Suffering, wrote Auden, takes place ‘while someone else is eating or opening a window or just walking dully along’. His poem ‘Musée des Beaux Arts’ emphasises the mundanity of pain (‘even the dreadful martyrdom must run its course/ Anyhow in a corner, some untidy spot’) and how irrelevant it is to all but the sufferer: ‘Everything turns away quite leisurely from the disaster.’
Alice McDermott’s eighth novel, The Ninth Hour, is peopled by women who refuse to turn away from the disasters of others. The ‘untidy spot’ is Brooklyn, sometime in the first half of the 20th century, and the unsung heroines with no time for leisure are the Little Nursing Sisters of the Sick Poor.
The novel follows various members of the city convent — bravely aging Sister St Saviour, austere Sister Lucy, warm, passionate little Sister Jean — into ‘the hidden rooms of the city’s most desolate’, where they change the dressings on the sores of old women, wash the bedridden and comfort the bereaved. One young widow, Annie, forges lifelong ties to the convent: after her husband commits suicide, the nuns arrange employment for her in their laundry. Annie takes her baby daughter Sally to work with her every day, and so the girl grows up among the Sisters, much loved yet confused as to whether her vocation is a true calling or simply the result of proximity to these unflaggingly selfless women.

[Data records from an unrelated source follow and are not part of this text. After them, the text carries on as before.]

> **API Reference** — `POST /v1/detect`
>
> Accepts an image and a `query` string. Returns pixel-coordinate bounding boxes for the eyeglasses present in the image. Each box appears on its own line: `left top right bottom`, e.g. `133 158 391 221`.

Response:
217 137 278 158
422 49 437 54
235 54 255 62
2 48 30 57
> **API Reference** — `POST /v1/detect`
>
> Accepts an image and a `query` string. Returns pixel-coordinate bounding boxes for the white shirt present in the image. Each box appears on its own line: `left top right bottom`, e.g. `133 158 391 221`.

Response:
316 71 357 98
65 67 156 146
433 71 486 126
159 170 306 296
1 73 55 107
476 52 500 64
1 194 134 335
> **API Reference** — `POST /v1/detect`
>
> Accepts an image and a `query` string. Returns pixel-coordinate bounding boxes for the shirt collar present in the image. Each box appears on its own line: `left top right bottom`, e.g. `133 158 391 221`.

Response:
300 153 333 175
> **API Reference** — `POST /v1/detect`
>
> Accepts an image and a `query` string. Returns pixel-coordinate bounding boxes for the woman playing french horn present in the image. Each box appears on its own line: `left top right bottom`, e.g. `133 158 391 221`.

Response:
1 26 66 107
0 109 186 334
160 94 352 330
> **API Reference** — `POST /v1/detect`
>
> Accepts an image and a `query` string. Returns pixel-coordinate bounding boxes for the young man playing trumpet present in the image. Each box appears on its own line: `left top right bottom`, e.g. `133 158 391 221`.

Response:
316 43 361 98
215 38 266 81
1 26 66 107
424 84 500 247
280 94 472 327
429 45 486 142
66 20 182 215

Irish Catholics in America: this is well-trodden territory for McDermott, and ramshackle, impoverished Brooklyn is evoked with confidence and precision. Frequent shifts between the many characters and time periods are deftly managed. Yet the novel as a whole doesn’t do its rich subject justice. How best to do good, to be good, to shoulder some of the world’s suffering without letting it cripple you: McDermott’s answers to these major questions are compromised by clumsiness.